INDUSTRIAL APPLICABILITY According to the present invention, an isoxazole derivative compound having an amide bond and a drug containing the same as an active ingredient exhibit a chymase-selective inhibitory action and can be used for the prevention and treatment of various diseases caused by Ang II. Very effective as a medicine.

 ──────────────────────────────────────────────────の Continuing from the front page (72) Inventor Riko Muramatsu 3-35-1 Ida, Nakahara-ku, Kawasaki-shi, Kanagawa Prefecture New Nippon Steel Corporation Technology Development Division (72) Inventor Atsushi Katada Ida, Nakahara-ku, Kawasaki-shi, Kanagawa Prefecture 3-35-1 New Nippon Steel Corporation Technology Development Division

Claims (5)

[Claims] 1. The following general formula (1): (Wherein A and B represent the same or different aromatic hydrocarbon groups.
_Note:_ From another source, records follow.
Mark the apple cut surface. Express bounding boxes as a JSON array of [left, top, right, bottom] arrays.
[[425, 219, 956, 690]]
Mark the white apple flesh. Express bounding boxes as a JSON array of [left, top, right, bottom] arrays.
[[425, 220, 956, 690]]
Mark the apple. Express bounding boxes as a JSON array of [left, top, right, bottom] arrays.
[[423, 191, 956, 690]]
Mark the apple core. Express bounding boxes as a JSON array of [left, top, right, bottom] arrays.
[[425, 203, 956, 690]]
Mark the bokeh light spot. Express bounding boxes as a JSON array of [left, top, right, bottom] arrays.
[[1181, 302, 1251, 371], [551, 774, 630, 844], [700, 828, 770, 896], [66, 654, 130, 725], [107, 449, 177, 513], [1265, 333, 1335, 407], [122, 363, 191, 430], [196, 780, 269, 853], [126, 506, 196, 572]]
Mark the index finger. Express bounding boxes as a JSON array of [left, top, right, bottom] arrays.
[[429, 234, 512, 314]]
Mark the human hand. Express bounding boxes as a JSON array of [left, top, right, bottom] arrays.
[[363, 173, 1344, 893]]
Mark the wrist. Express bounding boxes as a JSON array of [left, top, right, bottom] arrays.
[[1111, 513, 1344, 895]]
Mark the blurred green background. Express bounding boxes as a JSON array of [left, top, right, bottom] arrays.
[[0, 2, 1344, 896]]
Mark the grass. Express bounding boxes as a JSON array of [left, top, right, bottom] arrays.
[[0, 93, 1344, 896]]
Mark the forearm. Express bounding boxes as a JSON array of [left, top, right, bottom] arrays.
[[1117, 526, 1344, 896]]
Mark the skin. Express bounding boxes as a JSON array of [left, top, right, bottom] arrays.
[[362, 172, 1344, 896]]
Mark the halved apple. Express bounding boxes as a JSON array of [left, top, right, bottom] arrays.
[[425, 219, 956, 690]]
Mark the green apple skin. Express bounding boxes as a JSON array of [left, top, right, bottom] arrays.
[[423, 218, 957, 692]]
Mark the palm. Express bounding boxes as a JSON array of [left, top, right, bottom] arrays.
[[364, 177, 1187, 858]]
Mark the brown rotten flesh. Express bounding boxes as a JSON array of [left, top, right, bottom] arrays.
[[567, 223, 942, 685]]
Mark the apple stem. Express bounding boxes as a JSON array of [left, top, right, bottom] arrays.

The aromatic hydrocarbon groups are selected from halogen atoms, alkyl groups, hydroxyl groups, alkoxy groups, phenoxy groups, nitro groups, and cyano groups. X may be substituted with 1 to 3 groups; X represents any one of hydrogen, halogen, and an alkyl group.) An isoxazole derivative having an amide bond [provided that 5-methyl-3- ( 2-chlorophenyl) -4- (3-chloro-4-fluorobenzoyl) -hydrazinocarbonyl-isoxazole]. 2. The following general formula (1): (Wherein A and B represent the same or different aromatic hydrocarbon groups. The aromatic hydrocarbon groups are selected from halogen atoms, alkyl groups, hydroxyl groups, alkoxy groups, phenoxy groups, nitro groups, and cyano groups. X represents any one of hydrogen, halogen, and an alkyl group), or an isoxazole derivative having an amide bond represented by the formula (I) or a pharmaceutically acceptable salt thereof. Pharmaceutical containing as an active ingredient. 3. The medicament according to claim 2, which is a chymase inhibitor. 4. The method according to claim 2, wherein the drug is angiotensin.
II A drug that inhibits the increase in production. 5. A pharmaceutical composition comprising the medicine according to claim 2 and a pharmaceutically acceptable carrier.